Albertus pun bangkit dan mencoba menyusul mereka yang pergi. Ia ingin tahu apa yanh sebenarnya terjadi hingga Bima sampai terlihat begitu panik saat tiba di Sanggar. Namun, langkahnya terhenti oleh hadangan Tiara yang menutup pintu Sanggar dan menghalanginya. Albertus bingung kenapa Kakak kelasnya itu malah menghadangnya. Matanya menatap Intan yang juga terlihat tidak bergeming dari tempat duduknya. Albertus heran mengapa dua wanita ini seakan tidak perduli pada temannya yang sedang terkena masalah.

"Kalo kita semua pergi kesana bakal nimbulin kecurigaan." Ucap Tiara.

"Maksudnya Kak?" Tanya Albertus bingung.

"Yang jadi masalah kalo ternyata disana masih banyak guru-guru terus ngeliat liat anak baru yang pernah bermasalah sama Dimas dan partner olimpiadenya Dimas masih ada di sekolah jam segini. Mereka bisa curiga nantinya." Ucap Intan dengan tatapan serius pada Albertus. "Paham?" Tegasnya.

"Kita tunggu aja kabarnya." Tiara menambahkan.

Disisi lain Andhika baru saja sampai di depan Sekolah dan melihat Pak Gugun satpam Sekolah sedang memegangi Boris yang terlihat emosi sambil menatap Dimas yang berada agak jauh didepannya. Sekilas terlihat Mata boris berlinang air mata dengan nafas yang memburu. Diantara mereka semua ada Bu Atut yang juga memperlihatkan ekspresi kekesalan pada wajahnya.

Tak lama, Damar dan Bima datang dan langsung berdiri disamping Andhika. Mata Damar langsung terfokus pada wajah Boris yang kelihatan sangat marah. "Masalah utama disini bukan perkelahian. Ini lebih besar." Ucap Damar sambil terus menatap Boris.

"Pak Damar benar." Bima menjawab.

Andhika mulai mengerti maksud dari guru dan temannya itu. Ia paham bahwa Boris tidak mungkin menangis seperti itu hanya karena berkelahi. Pasti ada masalah yang lebih besar terjadi sebelumnya. Perkelahian itu hanya luapan kekesalan Boris yang sudah tak terbendung sejak lama yang kebetulan terpancing oleh perilaku Dimas padanya. Tapi dirinya belum tahu masalah apa yang sebenarnya menimpa Boris.

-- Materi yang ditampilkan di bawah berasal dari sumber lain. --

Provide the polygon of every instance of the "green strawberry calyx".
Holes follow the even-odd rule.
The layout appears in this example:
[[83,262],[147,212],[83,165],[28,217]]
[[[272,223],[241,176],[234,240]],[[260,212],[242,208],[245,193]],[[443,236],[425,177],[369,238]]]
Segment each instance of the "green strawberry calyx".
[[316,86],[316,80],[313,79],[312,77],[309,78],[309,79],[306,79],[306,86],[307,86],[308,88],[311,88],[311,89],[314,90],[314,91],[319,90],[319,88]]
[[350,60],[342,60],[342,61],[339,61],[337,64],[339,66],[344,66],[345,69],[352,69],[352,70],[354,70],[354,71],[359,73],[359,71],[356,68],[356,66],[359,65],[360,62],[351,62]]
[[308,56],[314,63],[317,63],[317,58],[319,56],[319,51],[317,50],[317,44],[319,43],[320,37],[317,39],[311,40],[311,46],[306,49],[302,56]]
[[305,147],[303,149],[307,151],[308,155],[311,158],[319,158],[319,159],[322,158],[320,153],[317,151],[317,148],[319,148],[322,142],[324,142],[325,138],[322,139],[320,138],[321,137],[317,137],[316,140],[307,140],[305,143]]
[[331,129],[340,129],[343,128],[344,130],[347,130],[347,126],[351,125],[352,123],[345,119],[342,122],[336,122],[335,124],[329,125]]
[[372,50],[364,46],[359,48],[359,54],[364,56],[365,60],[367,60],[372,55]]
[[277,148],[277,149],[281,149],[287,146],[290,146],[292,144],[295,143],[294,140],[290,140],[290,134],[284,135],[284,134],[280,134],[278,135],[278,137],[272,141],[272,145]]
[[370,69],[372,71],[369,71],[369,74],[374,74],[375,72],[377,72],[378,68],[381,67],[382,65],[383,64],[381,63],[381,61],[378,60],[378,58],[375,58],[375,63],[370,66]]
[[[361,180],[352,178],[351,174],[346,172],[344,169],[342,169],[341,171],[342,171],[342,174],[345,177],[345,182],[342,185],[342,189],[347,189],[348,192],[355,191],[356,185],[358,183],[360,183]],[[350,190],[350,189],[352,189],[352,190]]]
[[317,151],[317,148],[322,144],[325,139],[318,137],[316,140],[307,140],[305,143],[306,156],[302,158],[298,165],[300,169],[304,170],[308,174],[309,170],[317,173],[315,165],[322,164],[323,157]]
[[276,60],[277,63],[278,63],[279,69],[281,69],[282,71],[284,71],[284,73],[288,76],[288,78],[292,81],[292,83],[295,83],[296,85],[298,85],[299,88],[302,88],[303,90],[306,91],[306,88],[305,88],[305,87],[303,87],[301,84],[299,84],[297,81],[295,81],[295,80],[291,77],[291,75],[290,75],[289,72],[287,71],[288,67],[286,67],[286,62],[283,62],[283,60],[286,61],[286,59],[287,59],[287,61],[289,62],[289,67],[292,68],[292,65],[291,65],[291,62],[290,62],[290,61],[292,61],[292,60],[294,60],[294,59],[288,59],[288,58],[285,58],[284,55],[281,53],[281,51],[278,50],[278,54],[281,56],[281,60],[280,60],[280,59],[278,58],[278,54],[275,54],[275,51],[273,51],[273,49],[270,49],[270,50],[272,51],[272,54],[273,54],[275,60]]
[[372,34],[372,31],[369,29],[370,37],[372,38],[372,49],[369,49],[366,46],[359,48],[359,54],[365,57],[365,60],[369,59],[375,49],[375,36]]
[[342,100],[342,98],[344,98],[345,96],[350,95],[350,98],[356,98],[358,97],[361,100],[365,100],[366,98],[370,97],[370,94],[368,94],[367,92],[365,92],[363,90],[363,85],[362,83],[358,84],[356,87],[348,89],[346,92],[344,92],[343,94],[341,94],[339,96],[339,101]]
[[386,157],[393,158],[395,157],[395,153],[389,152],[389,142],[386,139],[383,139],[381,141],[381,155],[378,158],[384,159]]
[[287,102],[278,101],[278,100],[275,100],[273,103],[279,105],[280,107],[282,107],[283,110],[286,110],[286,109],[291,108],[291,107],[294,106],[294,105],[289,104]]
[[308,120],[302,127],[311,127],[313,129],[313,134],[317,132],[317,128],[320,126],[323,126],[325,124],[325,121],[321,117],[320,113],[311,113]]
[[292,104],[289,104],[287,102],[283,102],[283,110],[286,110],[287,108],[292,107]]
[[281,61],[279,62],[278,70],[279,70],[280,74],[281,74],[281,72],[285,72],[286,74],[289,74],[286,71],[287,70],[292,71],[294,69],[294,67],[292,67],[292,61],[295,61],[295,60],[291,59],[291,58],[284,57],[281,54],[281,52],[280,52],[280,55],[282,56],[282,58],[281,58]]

Setelah berdiam sejenak, Damar berlalu dari tempatnya berdiri menghampiri orang-orang yang sedang tersulut emosi itu. Dirinya mendekat berlagak seperti berusaha mencari tahu apa yang sebenarnya terjadi disana. Namun tujuan utamanya adalah untuk berada dipihak Boris karena Ia tahu tidak akan ada yang berani membelanya disana. Bahkan Pak Gugun satpam sekolah yang memihak pada Boris pun hanya terlihat melerai. Wajar saja, karena lawan dari Boris disana adalah Dimas yang pasti mendapat pembelaan penuh dari Bu Atut.

"Ada apa ini Bu?" Tanya Damar polos seolah dirinya tidak tahu apapun.

"Siswa ini membuat onar. Sudah dua kali saya melihat Dimas menjadi sasaran para siswa bermasalah seperti ini." Tangan Bu Atut menunjuk ke arah Boris. "Saya akan beri kamu peringatan!" Wajah Bu Atut terlihat kesal.

"Mungkin sebaiknya jangan dulu mengeluarkan peringatan. Biar saya yang coba berbicara pada anak ini." Ucap Damar menyarankan sambil merangkul Boris.

"Orang kaya dia gausah dikasih kelonggaran Bu. Dia udah nyerang saya sampe ngerusak HP saya." Ucap Dimas berusaha memprovokasi sambil menunjukan layar ponselnya yang pecah.

Damar mengencangkan rangkulannya pada Boris berusaha menenangkannya setelah melihat Boris yang mulai tersulut kembali emosinya. Damar merasakan degup jantung muridnya itu semakin keras memompa juga nafasnya yang agak terisak menahan tangis. Damar mulai merasa curiga, mengapa muridnya sampai merusak barang milik orang lain seperti itu. Ia yakin ada sesuatu hal besar yang membuat Boris sampai bertindak demikian.

"Sekarang sudah semakin sore. Sebaiknya kita selesaikan masalah ini besok." Ucap Damar.

"Saya minta Pak Damar beri dia pemahaman agar tidak membuat kegaduhan seperti itu." Ucap Bu Atut pada Damar. "Dan masalah ponsel Dimas yang rusak biar kita selesaikan besok." Nada bicara Bu Atut masih terdengar kesal.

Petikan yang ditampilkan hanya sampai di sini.